Odds are increasing that Wanda will form in the central Atlantic in the next few days

Hurricane season is still hanging on. The big North Atlantic non-tropical low-pressure system we’ve been tracking since it pounded New England early in the week is forecast to track south over warmer water in the next few days. It’s already carrying winds over 40 mph, so it will get the name Wanda if and when its structure meets the naming criteria.

When the system originally developed off the Northeast coast, it was a low-pressure system with fronts attached. A front is a line between air masses with contrasting temperatures. In this case, the cold front connected to the low was the line between the cold air from Canada off the land and the warm air over the ocean coming up from the south.

With the system now over warming water, there’s no longer a cold-air source. The separate air masses are losing their distinction and the line between them is likely to become indistinct. This leaves the original low-pressure system as an independent storm without fronts, which is one of the main criterion for it to get a name.

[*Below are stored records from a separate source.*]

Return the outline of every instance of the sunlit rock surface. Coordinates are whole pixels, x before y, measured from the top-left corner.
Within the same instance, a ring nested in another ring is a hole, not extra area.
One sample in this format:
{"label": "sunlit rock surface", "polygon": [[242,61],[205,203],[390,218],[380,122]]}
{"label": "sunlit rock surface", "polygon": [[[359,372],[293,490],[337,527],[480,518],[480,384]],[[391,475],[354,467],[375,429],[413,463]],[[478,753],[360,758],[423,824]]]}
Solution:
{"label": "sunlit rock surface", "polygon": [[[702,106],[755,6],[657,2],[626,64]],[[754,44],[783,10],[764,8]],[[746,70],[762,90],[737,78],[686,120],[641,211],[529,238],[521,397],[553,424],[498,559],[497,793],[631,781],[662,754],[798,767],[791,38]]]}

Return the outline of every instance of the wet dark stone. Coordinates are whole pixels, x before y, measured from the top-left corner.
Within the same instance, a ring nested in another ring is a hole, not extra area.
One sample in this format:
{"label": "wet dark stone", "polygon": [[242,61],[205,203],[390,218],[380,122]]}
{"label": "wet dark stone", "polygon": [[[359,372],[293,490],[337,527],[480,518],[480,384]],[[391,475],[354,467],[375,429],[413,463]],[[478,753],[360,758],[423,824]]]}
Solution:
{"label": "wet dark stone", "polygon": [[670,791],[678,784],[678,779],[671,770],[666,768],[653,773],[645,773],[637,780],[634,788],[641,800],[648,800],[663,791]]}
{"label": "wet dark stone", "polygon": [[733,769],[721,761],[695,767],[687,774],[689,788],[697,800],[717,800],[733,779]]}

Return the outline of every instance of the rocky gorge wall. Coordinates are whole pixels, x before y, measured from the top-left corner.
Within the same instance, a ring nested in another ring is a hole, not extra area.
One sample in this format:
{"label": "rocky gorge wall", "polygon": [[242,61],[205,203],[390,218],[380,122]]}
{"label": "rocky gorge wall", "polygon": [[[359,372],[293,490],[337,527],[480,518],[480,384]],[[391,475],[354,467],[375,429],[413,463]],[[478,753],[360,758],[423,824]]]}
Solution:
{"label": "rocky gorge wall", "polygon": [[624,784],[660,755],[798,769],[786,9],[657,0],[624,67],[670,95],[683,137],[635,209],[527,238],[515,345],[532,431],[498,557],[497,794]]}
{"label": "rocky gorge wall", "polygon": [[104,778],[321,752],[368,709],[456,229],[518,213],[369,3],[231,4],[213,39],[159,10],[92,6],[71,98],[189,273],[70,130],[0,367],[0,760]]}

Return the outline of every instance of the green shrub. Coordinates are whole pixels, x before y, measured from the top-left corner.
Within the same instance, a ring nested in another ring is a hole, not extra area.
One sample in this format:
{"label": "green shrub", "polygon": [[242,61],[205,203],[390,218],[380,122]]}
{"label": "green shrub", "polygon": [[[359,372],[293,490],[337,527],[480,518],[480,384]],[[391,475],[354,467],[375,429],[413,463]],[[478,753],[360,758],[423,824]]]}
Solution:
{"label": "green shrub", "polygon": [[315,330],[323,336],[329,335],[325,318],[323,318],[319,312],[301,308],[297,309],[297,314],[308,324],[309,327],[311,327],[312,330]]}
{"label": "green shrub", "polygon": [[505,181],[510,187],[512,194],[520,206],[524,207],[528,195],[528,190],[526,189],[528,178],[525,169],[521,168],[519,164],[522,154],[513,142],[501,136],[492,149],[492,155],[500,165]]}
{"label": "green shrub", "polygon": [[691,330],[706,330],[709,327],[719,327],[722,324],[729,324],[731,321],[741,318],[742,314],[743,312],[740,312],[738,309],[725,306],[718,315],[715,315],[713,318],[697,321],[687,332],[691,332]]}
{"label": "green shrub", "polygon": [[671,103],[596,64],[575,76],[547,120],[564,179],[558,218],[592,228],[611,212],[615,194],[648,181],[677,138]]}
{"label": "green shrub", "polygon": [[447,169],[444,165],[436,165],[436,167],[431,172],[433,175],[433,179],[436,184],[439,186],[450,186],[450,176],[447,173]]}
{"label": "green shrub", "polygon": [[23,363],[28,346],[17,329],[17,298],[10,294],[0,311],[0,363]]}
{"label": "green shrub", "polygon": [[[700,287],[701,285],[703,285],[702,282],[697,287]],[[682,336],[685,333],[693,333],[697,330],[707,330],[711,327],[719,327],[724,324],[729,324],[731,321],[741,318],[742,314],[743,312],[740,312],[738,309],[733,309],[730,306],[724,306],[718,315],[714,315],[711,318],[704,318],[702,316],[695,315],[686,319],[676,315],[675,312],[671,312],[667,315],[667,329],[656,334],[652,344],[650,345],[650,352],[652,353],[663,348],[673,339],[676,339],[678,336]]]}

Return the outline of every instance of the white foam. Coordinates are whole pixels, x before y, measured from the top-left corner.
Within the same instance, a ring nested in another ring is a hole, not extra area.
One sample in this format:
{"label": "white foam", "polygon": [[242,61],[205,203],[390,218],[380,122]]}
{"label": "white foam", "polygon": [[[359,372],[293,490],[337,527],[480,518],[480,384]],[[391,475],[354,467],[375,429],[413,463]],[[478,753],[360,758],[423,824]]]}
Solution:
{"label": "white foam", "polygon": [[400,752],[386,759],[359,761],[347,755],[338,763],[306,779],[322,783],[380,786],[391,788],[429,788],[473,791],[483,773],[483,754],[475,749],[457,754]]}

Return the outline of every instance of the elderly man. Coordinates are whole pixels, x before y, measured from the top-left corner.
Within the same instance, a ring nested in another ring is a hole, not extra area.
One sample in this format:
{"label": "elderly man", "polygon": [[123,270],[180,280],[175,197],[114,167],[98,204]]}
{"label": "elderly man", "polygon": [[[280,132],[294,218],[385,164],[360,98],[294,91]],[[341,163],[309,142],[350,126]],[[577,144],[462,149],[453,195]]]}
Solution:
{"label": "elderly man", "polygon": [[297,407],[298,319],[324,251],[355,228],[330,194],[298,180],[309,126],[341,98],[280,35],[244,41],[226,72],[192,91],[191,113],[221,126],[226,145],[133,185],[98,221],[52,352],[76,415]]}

There are other criteria related to the system’s structure as well, which determine whether it is called fully tropical or hybrid. We call hybrid storms subtropical. In this case, the current North Atlantic system is likely to be named Subtropical Storm Wanda, assuming its fronts dissipate as expected.

In any case, it will move out into the North Atlantic and die by the end of the week.

On the other side of the Atlantic close to Africa, a weak system has formed. The computer forecast models have been indicating that was a possibility. It has a chance of developing into at least a tropical depression over the next few days.

It will move north and die out over colder water as well by the end of the week. It is not expected to be of any consequence.

On our side of the ocean, there is no sign that anything further is going to develop. There is disturbed weather in the extreme southern Caribbean, as there often is this time of year. But the pattern isn’t conducive for anything to develop on the Atlantic side of Central America.

So there’s certainly nothing of concern well into November, and probably not until next hurricane season. Probably being the key word.